Prostanthera ringens, commonly known as gaping mint-bush, is a species of flowering plant in the family Lamiaceae and is endemic to eastern Australia. It is a bushy shrub with four-sided, hairy, densely glandular branches, oblong or egg-shaped leaves and pale blue to greenish or yellow flowers arranged singly in leaf axils.

==Description==
Prostanthera ringens is a bushy shrub that typically grows to a height of 2 m with four-sided, hairy, densely glandular branches. The leaves are egg-shaped to oblong, 6–15 mm long and 2–6 mm wide on a petiole up to 3 mm long. The flowers are arranged singly in leaf axils with bracteoles about 1 mm long at the base. The sepals are 6–8 mm long forming a tube about 5 mm long with two lobes about 2 mm long. The petals are 14–23 mm and pale blue to greenish or yellow, forming a tube about 10 mm long.

==Taxonomy==
Prostanthera ringens was first formally described in 1848 by George Bentham in Thomas Mitchell's Journal of an Expedition into the Interior of Australia.
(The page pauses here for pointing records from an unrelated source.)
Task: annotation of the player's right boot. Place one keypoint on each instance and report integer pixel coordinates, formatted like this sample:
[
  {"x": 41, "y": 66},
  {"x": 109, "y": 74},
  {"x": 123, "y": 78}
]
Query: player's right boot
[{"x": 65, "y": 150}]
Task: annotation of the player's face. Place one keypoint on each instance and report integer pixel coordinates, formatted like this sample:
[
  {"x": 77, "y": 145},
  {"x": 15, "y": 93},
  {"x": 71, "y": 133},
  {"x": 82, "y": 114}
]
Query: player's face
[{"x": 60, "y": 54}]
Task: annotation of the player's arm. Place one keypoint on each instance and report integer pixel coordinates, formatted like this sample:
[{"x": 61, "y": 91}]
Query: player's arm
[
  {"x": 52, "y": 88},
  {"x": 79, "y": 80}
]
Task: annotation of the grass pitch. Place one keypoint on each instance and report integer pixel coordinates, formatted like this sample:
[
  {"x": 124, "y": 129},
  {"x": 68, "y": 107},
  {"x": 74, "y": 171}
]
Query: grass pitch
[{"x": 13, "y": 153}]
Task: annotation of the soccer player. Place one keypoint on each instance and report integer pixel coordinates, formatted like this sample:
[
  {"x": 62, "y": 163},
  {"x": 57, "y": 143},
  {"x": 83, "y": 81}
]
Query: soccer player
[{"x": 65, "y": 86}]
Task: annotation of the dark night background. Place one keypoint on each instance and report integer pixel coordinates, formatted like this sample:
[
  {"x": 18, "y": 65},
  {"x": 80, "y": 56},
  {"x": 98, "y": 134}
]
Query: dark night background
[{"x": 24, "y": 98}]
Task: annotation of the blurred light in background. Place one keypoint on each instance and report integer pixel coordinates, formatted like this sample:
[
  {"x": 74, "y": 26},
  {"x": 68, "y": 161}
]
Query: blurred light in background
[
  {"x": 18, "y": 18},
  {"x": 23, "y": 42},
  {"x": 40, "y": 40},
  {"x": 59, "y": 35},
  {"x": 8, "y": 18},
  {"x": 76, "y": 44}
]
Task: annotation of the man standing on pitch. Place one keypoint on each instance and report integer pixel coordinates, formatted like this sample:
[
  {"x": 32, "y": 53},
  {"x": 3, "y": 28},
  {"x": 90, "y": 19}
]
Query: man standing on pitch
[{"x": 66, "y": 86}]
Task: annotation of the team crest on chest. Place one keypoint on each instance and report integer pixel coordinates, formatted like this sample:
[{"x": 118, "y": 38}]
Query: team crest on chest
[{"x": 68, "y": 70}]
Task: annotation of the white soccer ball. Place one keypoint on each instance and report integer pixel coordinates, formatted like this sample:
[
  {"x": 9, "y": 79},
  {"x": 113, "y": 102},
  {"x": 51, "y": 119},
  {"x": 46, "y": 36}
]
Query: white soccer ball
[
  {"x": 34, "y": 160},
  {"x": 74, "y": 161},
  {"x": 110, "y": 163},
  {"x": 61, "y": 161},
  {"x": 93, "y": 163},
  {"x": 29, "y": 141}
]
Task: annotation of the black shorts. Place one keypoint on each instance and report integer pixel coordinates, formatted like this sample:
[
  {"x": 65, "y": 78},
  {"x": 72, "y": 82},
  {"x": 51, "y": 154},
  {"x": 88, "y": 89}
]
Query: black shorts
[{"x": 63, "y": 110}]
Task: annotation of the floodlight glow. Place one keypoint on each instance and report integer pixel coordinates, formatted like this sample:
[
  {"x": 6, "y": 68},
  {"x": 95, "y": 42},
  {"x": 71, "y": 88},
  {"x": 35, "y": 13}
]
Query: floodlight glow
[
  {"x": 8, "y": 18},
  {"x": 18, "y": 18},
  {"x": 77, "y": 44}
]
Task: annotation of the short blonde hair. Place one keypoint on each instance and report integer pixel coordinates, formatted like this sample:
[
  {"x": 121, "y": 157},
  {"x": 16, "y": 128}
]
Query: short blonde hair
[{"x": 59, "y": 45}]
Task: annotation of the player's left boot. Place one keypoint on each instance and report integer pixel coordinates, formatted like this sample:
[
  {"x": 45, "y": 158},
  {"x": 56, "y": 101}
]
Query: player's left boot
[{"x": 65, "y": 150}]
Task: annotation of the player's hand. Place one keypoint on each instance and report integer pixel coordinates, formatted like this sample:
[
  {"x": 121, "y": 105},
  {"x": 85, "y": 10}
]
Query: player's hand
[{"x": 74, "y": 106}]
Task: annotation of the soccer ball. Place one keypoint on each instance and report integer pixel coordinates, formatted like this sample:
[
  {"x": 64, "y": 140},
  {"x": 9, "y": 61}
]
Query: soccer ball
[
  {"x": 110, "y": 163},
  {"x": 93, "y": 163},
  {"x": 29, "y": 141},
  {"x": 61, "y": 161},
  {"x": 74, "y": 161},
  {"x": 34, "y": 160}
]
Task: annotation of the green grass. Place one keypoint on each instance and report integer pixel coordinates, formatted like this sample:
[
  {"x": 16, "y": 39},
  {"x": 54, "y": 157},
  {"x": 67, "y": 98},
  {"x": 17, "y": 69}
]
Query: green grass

==Distribution and habitat==
Gaping mint-bush grows on rocky sandstone ridges, on stony hills and in forest on the western slopes and plains of New South Wales north from near Mendooran and in eastern central Queensland, including in the Darling Downs, Maranoa and Mitchell districts.

==Conservation status==
Prostanthera ringens is classified as of "least concern" in Queensland under the Queensland Government Nature Conservation Act 1992.